Vietnamese singer (born 1967)

Siu Black (born in Pleitonghia Commune, near the city of Kon Tum in Kon Tum Province, South Vietnam, August 27, 1967) is a Vietnamese singer from the Central Highlands. She is a member of the Ba Na (Bahnar) ethnic group.

==Early life==

She graduated from Dac Lac Arts School and joined the Dac Lac Arts Troupe in 1989. She then worked at the Kon Tum Electricity Company from 1993 before finding success as a singer.

==Career==

She has been mentored by the singer Y Moan and has recorded several of the songs of Nguyễn Cường, and her renditions have achieved great popularity.
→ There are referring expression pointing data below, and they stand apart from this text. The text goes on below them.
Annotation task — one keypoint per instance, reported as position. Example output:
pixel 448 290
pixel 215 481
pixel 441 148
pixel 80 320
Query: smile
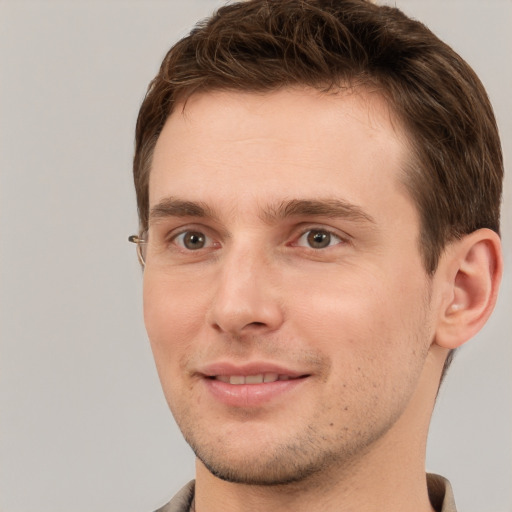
pixel 259 378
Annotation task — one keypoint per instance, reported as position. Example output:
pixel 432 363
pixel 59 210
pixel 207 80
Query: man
pixel 318 185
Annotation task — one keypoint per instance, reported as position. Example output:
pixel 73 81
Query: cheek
pixel 172 315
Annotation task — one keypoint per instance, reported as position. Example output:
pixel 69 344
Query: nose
pixel 246 299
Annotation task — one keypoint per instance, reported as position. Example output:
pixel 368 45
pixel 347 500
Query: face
pixel 284 293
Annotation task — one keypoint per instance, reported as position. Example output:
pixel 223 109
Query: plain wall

In 2007, she served as a judge on the Vietnam Idol television program. and the first Asian Idol competition, held in Indonesia in December 2007, representing Vietnam Idol. Starting in September 2007, she will host a comedy variety show called 0 Degrees Diary (Nhật ký 0 độ) on HTV9.

==Personal life==

In 1993, Siu Black married with a former Đắk Lắk football player, Nguyễn Đức Hùng. Their marriage ended in 2004 but before that they had 2 sons, Nguyễn Siu Mạnh and Nguyễn Siu Hiếu.

In April 2019, Siu Black appeared on the talk show Ký ức vui vẻ. Many viewers were surprised when she appeared on stage with a much smaller physique than before. She had to go on a diet to cure illnesses. Siu Black revealed that she had vestibular disorders, high blood pressure, and severe diabetes. She had to go on a diet for fear of the complications of diabetes. There was a time where she only slept for 30 minutes a night. The bad health also affected more or less her voice. The voice of 'Ban Me coffee cup' said that now she has to close her eyelids to turn her voice out.

Siu Black lives in Kon Tum with her two sons and a sister. Her main job is singing at church. She once confided in the media: "Singing in a church is like living in the love of God. My soul relaxed, softer. Without that belief, I would not have survived until now". In addition, Siu Black is also actively involved in charitable activities, accepting invitations to perform at small stages. Although no longer interested in showbiz, Siu Black's voice is still very powerful and is still a way to help her relieve and forget about her illnesses even if the performance is not the same as before.

Siu Black said that her life currently is hard and very simple. One day, her whole family spent no more than VND50,000, but she always gets affection from friends and fans.